Long Beach State won 3 national championships at the NCAA Division II level.
 Men's swimming and diving: 1968
 Men's tennis: 1967
 Men's outdoor track and field: 1967

Below are six national championships that were not bestowed by the NCAA.  
Women (6)
Badminton (2): 1970, 1974 (AIAW)
Field hockey (1): 1979 (AIAW)
Volleyball (2): 1972–73 season, 1973 (fall) (AIAW)
Beach volleyball (1): 2013 (AVCA)

Below are five national club team championships won at the highest collegiate level.
Archery (recurve) (1): 2015 (mixed team)
Roller hockey (1): 2011
Sailing (2): 1966 match race, 1981 team race
Surfing (1): 2001

Individual
Long Beach State had 16 athletes win NCAA individual championships at the Division I level.

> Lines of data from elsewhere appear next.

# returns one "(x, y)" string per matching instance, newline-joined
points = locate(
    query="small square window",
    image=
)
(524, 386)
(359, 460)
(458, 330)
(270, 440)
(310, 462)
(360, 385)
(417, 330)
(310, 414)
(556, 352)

At the NCAA Division II level, Long Beach State garnered 29 individual championships.

National award winners

Traditions

Coaches
Long Beach has had a number of nationally prominent coaches in its history, including Tex Winter, Jerry Tarkanian and Lute Olson in men's basketball, George Allen in football,  Frances Schaafsma in women's volleyball and basketball, Joan Bonvicini in women's basketball, Anita Miller Huntsman in women’s field hockey, throwing coach Art Venegas in track and field, and Jon Urbanchek and Don Gambril in swimming.

Mascot
In spring 2018, the school's previous mascot, "Prospector Pete", was retired. On May 10, 2019, the school announced that its new mascot will be a shark, although there are no current plans for the school to be officially known as the "Sharks".

Olympics
Long Beach State has had an athlete participate in every Summer Olympic Games since the first Olympiad after the school's founding.

School colors
The school colors have been black and gold since 2000, when they were changed by a student referendum (after George Allen changed the football uniform colors) from the original brown and gold.

Rivalries
Beach Athletics has several rival schools in the sports in which it competes. Besides being located in close proximity to each other, Long Beach State and the Cal State Fullerton Titans have competed heavily as conference rivals. Since 2006, Long Beach State and the UC Irvine Anteaters have participated in the annual "Black and Blue Rivalry Series." In this challenge, each school earns points for its collective conference championships and head-to-head victories against each other (across all NCAA sports in which both schools participate). The totals are added up at the end of the season and a winner is declared. Finally, Long Beach State also has a long-standing "beach school" rivalry with the UC Santa Barbara Gauchos.